The mix of announcements from automakers, AI labs and startups illustrates a clear pattern: the technologies that once lived in research demos are moving rapidly into everyday products. That speed promises major gains in convenience — and brings hard questions about safety, resilience and oversight. For Windows and consumer‑tech users, the immediate priorities are practical: confirm software compatibility (TurboTax and Windows 11), back up and digitize fragile media, and apply basic security hygiene (password managers, verified unsubscribe practices, cautious interaction with robocalls).

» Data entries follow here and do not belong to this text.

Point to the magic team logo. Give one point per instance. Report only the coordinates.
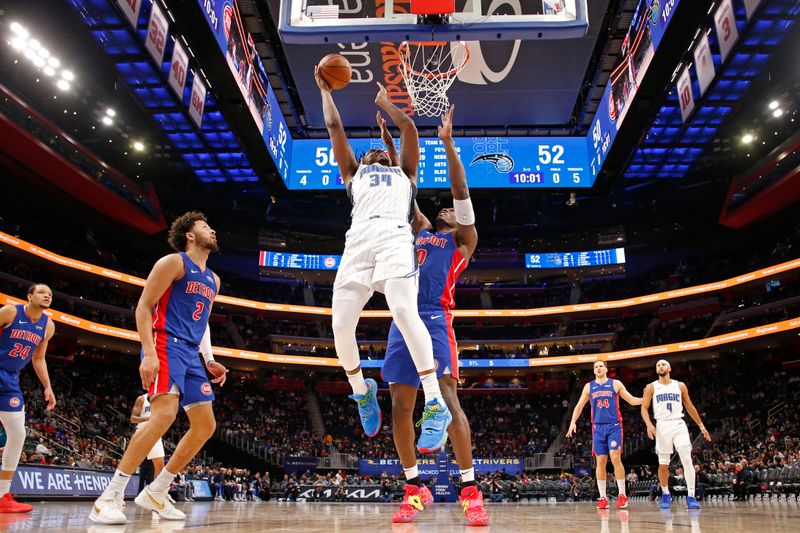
(502, 162)
(654, 12)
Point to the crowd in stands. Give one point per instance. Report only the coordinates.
(108, 302)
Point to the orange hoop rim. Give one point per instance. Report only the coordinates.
(449, 74)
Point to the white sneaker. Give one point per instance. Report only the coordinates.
(165, 509)
(108, 511)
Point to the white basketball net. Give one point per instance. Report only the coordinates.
(429, 69)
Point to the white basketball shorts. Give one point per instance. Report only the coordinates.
(671, 434)
(376, 250)
(157, 451)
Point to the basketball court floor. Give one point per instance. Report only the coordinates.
(729, 517)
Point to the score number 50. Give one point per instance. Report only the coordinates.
(555, 155)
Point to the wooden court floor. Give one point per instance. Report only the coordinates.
(232, 517)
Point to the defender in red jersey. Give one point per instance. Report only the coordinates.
(172, 319)
(24, 333)
(442, 256)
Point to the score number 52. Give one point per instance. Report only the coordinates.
(555, 155)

Industry claims — from GM’s eyes-off roadmap to OpenAI’s Atlas browser and Vay’s teleoperated rentals — deserve careful scrutiny and independent validation as they enter consumer hands. The coming months will test not only the technology, but our systems for verifying safety, auditing AI behavior and protecting everyday users. In the meantime, pragmatic steps — small backups, prudent upgrades, and sensible tool choices — will keep data safe and the promise of these advances within reach.